Le guide décrit les composants essentiels des systèmes de
pompage et explique comment rédiger le cahier des charges, concevoir
le système et l'utiliser pour réduire au minimum les coûts
du cycle de vie.
«Les
services achat sont malheureusement souvent jugés à leur
capacité d'acheter bon marché et non pas sur les coûts
du cycle de vie des produits qu'ils achètent, explique Gunnar Hovstadius.
Le plus simple est de se contenter de regarder le prix.»
Ce
mode de raisonnement pourrait vite changer dans le secteur du pompage
à en croire l'expérience d'autres secteurs. Les compagnies
aériennes utilisent depuis des années l'analyse LCC lors
de l'achat d'avions. L'acquisition d'avions, de chars et de véhicules
par l'armée reposent souvent aussi sur une analyse LCC. Dans les
transports routiers, on considère de même que ce type d'analyse
est un outil précieux pour des achats rationnels.
De
l'avis de Gunnar Hovstadius, l'amélioration des performances de
pompage est trop souvent négligée en tant que moyen de maîtriser
les coûts. Les systèmes de pompage représentent près
de 20 % de la demande mondiale d'énergie électrique et,
dans certains secteurs industriels, ce pourcentage peut atteindre 25 à
50 %. En comprenant mieux tout ce qui entre dans le fonctionnement d'une
pompe et de quelle manière il est possible d'agir sur ces composantes,
le propriétaire de cette pompe peut «réduire radicalement
ses dépenses liées à l'énergie, l'exploitation
et la maintenance», indique-t-il.
Les
coûts de cycle de vie de n'importe quel équipement est la
somme de son prix, son installation, son exploitation, sa maintenance
et sa mise hors service. Ces coûts sont déterminés
par une méthodologie qui identifie et quantifie toutes ces composantes.

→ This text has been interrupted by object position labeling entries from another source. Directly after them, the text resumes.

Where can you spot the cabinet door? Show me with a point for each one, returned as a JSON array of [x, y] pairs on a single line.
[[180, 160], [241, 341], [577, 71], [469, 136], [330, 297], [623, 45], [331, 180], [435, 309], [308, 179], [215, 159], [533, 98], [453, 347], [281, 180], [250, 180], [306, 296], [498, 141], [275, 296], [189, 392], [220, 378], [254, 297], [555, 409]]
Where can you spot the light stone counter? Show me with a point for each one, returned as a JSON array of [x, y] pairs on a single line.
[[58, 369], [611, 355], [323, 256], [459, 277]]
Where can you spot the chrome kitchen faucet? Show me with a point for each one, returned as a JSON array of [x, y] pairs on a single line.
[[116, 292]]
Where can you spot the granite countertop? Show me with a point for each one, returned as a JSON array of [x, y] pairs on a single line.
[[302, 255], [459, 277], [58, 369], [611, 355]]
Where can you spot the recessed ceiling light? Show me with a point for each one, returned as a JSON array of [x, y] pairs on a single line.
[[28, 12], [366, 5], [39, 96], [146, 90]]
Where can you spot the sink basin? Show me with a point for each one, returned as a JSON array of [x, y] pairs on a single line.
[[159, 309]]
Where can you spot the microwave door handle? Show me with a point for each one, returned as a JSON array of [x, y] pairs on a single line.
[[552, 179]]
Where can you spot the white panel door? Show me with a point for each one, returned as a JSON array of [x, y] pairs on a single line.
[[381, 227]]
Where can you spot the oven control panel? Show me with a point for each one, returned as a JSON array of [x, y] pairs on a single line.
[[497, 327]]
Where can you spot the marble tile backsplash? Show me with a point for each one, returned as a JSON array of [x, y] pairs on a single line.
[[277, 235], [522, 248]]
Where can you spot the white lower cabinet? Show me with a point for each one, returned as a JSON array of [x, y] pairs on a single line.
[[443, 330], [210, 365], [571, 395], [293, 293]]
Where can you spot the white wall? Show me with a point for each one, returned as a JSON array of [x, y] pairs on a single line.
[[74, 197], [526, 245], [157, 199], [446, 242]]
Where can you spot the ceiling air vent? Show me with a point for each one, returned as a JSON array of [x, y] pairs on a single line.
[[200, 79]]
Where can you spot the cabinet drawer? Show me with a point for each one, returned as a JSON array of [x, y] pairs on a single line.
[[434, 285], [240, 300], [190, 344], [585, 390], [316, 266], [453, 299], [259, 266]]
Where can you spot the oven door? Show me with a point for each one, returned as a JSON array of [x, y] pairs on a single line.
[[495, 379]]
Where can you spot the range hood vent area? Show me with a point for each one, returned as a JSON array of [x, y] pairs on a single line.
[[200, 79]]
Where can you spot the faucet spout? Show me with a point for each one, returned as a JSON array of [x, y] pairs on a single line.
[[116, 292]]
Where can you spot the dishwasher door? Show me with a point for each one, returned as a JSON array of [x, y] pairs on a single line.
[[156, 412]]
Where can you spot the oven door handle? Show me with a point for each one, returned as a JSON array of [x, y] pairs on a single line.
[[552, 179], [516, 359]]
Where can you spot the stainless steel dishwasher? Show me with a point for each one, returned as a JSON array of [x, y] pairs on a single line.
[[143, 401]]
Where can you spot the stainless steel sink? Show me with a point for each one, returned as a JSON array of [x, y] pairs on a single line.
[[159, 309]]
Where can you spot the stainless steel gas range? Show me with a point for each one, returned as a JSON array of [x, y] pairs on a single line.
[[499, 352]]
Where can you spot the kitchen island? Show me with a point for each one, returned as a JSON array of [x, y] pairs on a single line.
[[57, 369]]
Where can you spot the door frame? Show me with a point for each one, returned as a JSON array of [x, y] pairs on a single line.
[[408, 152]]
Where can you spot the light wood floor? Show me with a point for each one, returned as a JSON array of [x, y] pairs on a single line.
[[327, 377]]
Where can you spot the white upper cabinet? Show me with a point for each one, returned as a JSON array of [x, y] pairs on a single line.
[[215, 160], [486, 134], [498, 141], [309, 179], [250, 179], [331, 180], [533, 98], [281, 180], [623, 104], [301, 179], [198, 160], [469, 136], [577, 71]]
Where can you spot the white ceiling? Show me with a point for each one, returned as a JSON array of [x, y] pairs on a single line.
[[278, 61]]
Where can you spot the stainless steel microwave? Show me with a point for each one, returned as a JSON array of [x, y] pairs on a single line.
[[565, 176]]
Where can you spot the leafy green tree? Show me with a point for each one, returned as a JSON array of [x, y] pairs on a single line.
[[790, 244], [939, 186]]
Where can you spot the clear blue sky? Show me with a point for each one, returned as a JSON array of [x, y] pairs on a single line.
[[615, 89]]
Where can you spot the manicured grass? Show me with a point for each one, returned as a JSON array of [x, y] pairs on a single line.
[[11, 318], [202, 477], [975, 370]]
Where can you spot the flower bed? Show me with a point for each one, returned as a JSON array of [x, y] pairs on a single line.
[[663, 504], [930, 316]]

Utilisée pour comparer différentes options, par exemple
l'achat d'un nouvel équipement ou la remise à neuf de l'ancien,
l'analyse LCC permet de déterminer la solution la plus rentable
dans la limite des données disponibles.
Les
paramètres d'une analyse lcc sont en général le prix
d'achat, les coûts d'installation et de mise en service, les dépenses
d'énergie, les coûts de fonctionnement, de maintenance, de
réparation et d'immobilisation, les coûts environnementaux
et, finalement, les coûts de démantèlement et de mise
au rebut en fin de cycle.
Dans
certaines installations, la consommation d'énergie est le poste
dominant dans l'analyse LCC, surtout lorsqu'il s'agit de pompes qui fonctionnent
plus de 2 000 heures par an, indique Gunnar Hovstadius. Dans d'autres,
c'est la maintenance qui pèse le plus lourd. Et parfois les immobilisations
et les pertes de production imprévues peuvent coûter plus
cher que la consommation d'énergie et le remplacement de l'équipement.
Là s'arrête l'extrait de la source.